I did Facebook Live my chemotherapy sessions. The response has been overwhelming. We reached over 20,000 people! All types of people (survivors, caregivers) could ask questions in real time. I get questions or direct messages several times a week and it means so much to me to be able to provide this service to others. There’s a lot of mystery behind cancer and chemotherapy. What we don’t know, is scary. The proverb, ‘Fear makes the wolf bigger than it is” really speaks to me in this situation. By live streaming my chemotherapy, I could show what it looks like, explain how it feels, and show people it can be beat.
After going through surgery and chemo – you are now living a very active lifestyle again – are there any adjustments you have had to make to your training?
I have truly learned patience. Strength training, in general, is a long-term game. You need to be patient and consistent. I really applied this principle to my recovery. I have a very large abdominal incision so I needed to be very careful in my recovery. Much time was spent in physiotherapy and it was many months of modified exercises with just body weight.
During chemo, it’s very difficult to exercise because the fatigue is crippling. You have to just take what your body is willing to do. Be patient and kind to yourself. Currently, I am progressing back to heavier weights with the goal of being competitive on a provincial level by the end of the year.
Considering the above, how do you now look at the importance of self-care?
I seriously use to roll my eyes at self-care. I am so science focused that the touchy, feely aspect of self-care really didn’t resonate with me. Post diagnosis, I am a self-care junky. I meditate multiple times a day. It keeps me in tune with my surroundings and in touch with my place in the world. I am also more purposeful in my actions. I have backed away from things that don’t bring much joy or purpose to my life and refocused on those things that do.
As an avid powerlifter, what’s next for you in the sport?
I am not sure I will ever be back to the same level I was previously within the sport.
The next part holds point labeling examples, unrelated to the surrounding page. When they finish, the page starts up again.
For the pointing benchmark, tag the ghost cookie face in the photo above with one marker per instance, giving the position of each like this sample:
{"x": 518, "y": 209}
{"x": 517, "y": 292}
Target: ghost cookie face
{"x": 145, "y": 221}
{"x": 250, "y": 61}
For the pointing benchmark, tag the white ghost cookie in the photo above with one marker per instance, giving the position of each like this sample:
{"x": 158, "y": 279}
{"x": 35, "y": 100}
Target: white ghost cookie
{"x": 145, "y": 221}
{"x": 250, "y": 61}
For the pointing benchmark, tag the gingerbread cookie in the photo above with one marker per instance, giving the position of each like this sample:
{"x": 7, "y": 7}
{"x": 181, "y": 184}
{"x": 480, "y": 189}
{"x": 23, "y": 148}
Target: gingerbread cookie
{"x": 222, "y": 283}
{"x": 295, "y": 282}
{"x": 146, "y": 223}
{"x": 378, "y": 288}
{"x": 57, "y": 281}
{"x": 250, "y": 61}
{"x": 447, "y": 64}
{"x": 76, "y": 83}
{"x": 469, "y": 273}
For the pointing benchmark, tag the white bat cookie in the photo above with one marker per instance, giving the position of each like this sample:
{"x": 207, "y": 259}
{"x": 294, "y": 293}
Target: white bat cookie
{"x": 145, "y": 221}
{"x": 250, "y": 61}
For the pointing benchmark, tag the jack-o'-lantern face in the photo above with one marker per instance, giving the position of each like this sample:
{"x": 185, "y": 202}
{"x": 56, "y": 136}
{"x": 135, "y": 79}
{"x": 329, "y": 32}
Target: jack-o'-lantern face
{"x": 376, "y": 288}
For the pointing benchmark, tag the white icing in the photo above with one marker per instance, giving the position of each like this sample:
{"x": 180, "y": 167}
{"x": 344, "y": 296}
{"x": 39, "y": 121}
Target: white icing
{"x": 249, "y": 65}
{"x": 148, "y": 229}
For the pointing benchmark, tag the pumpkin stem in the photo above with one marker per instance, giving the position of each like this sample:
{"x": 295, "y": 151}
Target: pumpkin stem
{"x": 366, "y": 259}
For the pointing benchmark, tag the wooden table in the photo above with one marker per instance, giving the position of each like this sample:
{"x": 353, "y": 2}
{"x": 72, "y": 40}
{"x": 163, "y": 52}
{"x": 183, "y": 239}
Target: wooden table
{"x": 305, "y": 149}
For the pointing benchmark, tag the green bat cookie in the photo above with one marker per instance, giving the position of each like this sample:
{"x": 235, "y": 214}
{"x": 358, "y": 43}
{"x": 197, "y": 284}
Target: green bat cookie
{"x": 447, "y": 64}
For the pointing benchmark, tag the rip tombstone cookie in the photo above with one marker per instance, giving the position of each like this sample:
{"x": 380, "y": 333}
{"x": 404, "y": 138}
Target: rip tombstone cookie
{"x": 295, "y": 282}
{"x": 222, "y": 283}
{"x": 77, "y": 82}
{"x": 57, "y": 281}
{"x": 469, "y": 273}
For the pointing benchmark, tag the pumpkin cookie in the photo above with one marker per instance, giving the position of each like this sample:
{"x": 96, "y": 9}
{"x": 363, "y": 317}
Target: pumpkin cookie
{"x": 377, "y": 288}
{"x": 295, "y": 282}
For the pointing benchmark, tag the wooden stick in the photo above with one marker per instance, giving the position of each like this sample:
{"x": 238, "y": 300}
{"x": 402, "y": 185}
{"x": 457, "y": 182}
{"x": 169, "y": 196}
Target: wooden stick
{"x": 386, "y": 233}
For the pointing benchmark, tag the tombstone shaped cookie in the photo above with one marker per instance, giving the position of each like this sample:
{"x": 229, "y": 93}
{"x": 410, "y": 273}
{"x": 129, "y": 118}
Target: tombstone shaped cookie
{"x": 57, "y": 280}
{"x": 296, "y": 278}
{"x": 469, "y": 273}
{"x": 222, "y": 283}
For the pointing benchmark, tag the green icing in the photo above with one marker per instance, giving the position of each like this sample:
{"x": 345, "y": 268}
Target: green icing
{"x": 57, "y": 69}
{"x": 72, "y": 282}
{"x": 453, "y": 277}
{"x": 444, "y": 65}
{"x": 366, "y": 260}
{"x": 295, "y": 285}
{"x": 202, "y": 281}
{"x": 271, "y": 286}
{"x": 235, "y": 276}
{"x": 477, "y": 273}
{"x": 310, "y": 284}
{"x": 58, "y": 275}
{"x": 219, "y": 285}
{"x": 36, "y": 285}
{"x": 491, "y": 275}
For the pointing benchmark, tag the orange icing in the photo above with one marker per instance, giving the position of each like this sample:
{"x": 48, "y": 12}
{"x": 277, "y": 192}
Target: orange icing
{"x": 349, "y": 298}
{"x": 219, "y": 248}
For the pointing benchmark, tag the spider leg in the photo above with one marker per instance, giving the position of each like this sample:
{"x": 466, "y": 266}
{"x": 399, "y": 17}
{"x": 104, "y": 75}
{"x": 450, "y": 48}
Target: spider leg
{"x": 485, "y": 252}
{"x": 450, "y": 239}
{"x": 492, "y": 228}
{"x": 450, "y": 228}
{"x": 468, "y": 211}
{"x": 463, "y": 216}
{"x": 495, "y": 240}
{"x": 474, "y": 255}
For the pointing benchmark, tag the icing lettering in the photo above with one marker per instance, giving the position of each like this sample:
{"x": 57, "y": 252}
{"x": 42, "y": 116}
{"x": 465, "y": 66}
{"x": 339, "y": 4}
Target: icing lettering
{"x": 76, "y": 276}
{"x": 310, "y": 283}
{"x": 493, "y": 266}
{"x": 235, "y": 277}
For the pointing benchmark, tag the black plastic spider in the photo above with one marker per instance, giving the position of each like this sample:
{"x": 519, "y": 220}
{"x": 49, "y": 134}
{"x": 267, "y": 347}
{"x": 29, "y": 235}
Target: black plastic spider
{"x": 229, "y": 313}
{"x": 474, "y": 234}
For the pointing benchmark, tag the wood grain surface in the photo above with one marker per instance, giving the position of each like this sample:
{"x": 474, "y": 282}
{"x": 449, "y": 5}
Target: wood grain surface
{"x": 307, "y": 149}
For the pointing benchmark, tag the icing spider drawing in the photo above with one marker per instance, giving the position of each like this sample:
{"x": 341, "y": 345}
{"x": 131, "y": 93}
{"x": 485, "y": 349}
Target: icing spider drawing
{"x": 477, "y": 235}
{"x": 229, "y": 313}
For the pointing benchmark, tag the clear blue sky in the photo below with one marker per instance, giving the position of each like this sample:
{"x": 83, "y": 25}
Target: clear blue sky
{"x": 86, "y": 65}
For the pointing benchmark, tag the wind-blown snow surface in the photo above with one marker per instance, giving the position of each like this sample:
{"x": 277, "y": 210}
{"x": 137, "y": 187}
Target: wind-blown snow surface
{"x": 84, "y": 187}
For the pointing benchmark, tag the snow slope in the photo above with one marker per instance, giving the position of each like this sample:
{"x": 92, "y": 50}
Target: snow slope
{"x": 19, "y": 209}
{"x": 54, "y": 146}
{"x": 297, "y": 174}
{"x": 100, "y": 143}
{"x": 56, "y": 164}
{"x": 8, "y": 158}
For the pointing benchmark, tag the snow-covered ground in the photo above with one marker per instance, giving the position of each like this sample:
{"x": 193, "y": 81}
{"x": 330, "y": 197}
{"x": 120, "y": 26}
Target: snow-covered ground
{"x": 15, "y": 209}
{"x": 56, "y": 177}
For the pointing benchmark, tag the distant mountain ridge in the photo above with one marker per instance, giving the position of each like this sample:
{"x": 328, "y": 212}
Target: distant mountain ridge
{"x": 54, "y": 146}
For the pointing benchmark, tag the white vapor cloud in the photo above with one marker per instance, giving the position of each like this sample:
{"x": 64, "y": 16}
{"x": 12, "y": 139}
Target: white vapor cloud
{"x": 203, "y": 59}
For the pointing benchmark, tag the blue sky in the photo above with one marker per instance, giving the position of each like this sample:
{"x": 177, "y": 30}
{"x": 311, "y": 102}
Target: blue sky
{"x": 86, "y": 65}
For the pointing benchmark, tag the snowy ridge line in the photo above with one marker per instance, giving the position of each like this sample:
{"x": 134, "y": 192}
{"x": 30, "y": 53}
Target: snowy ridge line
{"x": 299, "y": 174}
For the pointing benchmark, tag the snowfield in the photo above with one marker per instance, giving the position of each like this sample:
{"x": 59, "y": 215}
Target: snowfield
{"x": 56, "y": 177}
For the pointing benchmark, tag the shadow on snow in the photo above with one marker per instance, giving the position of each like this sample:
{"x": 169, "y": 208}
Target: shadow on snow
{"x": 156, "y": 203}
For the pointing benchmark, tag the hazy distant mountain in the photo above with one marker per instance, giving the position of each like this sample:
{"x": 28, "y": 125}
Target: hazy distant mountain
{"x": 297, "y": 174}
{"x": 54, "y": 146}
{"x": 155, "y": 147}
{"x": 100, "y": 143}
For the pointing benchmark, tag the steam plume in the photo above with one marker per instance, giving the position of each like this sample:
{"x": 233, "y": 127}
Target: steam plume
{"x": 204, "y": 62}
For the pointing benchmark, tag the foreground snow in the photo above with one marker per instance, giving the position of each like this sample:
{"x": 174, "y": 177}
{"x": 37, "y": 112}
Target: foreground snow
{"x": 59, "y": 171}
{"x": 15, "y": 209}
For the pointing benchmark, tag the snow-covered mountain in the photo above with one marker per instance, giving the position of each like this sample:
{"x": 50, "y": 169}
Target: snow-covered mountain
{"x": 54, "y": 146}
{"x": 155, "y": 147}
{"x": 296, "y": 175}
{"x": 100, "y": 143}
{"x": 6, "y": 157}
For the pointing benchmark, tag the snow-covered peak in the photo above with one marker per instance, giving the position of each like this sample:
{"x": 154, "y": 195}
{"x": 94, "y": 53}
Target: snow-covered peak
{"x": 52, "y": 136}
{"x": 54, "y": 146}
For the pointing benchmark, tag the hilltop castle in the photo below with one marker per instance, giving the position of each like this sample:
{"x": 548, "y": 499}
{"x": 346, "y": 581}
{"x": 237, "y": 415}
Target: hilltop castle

And more importantly, I am not sure I want to. I am currently refocusing my goals, but always keeping some aspect of powerlifting and strength training within reach.
If you could only choose one thing, what would you tell your younger self?
Be unapologetically authentic to yourself. People really respect and connect with you on a more intimate level if you are true.
Looking ahead, what do you see as some of your biggest life goals?
I feel as though the universe has been very clear as to what my purpose should be – provide care to people with cancer. I hope to do it on a higher level now (research, teaching) but always maintain contact with people on the front line.